Shenzhen’s metro, taxis, and airport trains are now integrated with an electronic invoicing blockchain built by Tencent and available within the WeChat app, the tech giant revealed.
This means passengers who use WeChat to pay for rides and file invoices, will now see their reimbursement claims processed via blockchain.
The e-invoicing blockchain connects passengers’ invoice records with their company and the Shenzhen Municipal Taxation Bureau in real-time. Users can also check the progress of their reimbursements and receive the funds online through WeChat.
Shenzhen became China’s first pilot city for blockchain last summer, in a partnership between the tech hub’s tax bureau and Tencent.

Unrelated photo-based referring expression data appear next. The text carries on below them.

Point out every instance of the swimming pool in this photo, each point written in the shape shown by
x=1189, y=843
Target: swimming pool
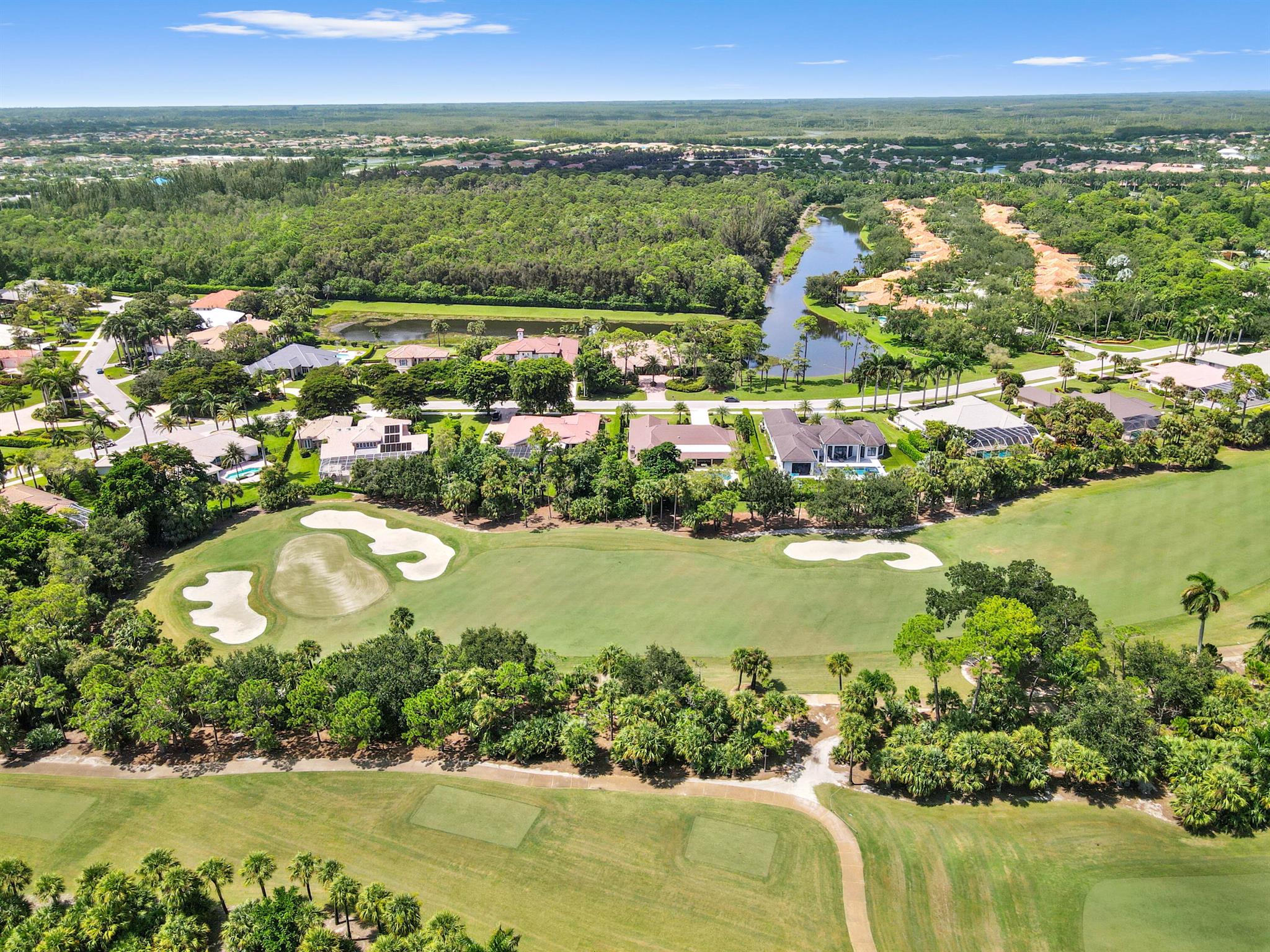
x=244, y=474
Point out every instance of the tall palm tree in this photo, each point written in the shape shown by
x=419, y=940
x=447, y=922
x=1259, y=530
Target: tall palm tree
x=258, y=867
x=138, y=410
x=1203, y=597
x=218, y=871
x=303, y=868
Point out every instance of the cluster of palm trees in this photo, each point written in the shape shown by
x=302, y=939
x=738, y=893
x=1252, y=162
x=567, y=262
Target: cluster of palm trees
x=884, y=372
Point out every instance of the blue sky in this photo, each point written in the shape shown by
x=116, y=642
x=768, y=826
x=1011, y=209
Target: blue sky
x=136, y=52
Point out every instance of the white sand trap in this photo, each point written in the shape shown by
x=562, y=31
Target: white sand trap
x=915, y=557
x=385, y=541
x=233, y=619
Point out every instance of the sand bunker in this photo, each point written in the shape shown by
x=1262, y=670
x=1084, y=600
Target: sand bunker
x=436, y=553
x=916, y=557
x=233, y=619
x=319, y=576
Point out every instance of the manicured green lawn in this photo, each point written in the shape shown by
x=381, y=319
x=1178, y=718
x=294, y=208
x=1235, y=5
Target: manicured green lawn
x=352, y=309
x=593, y=870
x=1048, y=876
x=1126, y=544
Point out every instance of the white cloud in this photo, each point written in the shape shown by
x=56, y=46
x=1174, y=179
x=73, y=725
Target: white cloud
x=1053, y=61
x=376, y=24
x=1161, y=59
x=229, y=30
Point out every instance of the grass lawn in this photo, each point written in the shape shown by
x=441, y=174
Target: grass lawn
x=1052, y=876
x=347, y=310
x=577, y=588
x=590, y=870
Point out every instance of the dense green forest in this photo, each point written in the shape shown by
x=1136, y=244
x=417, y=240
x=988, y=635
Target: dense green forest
x=701, y=121
x=666, y=243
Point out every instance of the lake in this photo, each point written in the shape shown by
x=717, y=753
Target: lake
x=835, y=248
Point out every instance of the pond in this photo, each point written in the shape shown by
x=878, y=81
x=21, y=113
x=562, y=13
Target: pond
x=420, y=329
x=835, y=248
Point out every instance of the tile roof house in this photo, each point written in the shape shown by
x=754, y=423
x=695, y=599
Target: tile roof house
x=991, y=428
x=343, y=442
x=207, y=448
x=523, y=348
x=572, y=431
x=810, y=450
x=704, y=444
x=295, y=361
x=409, y=355
x=1135, y=415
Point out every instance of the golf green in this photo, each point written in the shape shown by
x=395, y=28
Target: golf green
x=730, y=845
x=577, y=588
x=1179, y=914
x=464, y=813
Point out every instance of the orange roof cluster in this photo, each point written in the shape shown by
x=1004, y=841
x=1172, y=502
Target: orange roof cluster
x=1057, y=273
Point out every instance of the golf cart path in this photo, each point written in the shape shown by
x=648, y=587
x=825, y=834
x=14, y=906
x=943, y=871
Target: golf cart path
x=794, y=792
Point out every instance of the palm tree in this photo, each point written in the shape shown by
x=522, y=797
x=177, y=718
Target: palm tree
x=343, y=895
x=138, y=410
x=840, y=666
x=258, y=867
x=1203, y=597
x=1261, y=622
x=167, y=421
x=303, y=868
x=218, y=871
x=13, y=399
x=371, y=906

Beginning with a handful of restaurants and coffee shops in August 2018, the blockchain e-invoicing system has since rolled out to more than 1,000 merchants, with the number of invoices surpassing one million, and totaling more than RMB 1.33 million (US$189,000).
Aside from saving on paper costs — the Shenzhen Metro prints approximately 160,000 receipts a day, Tencent says — blockchain e-invoicing could reap significant efficiency gains by reducing fraudulent and duplicate invoicing, as well as transactions costs among employees, enterprises and the tax bureau, all while providing advanced encryption, privacy, the integrity of the data.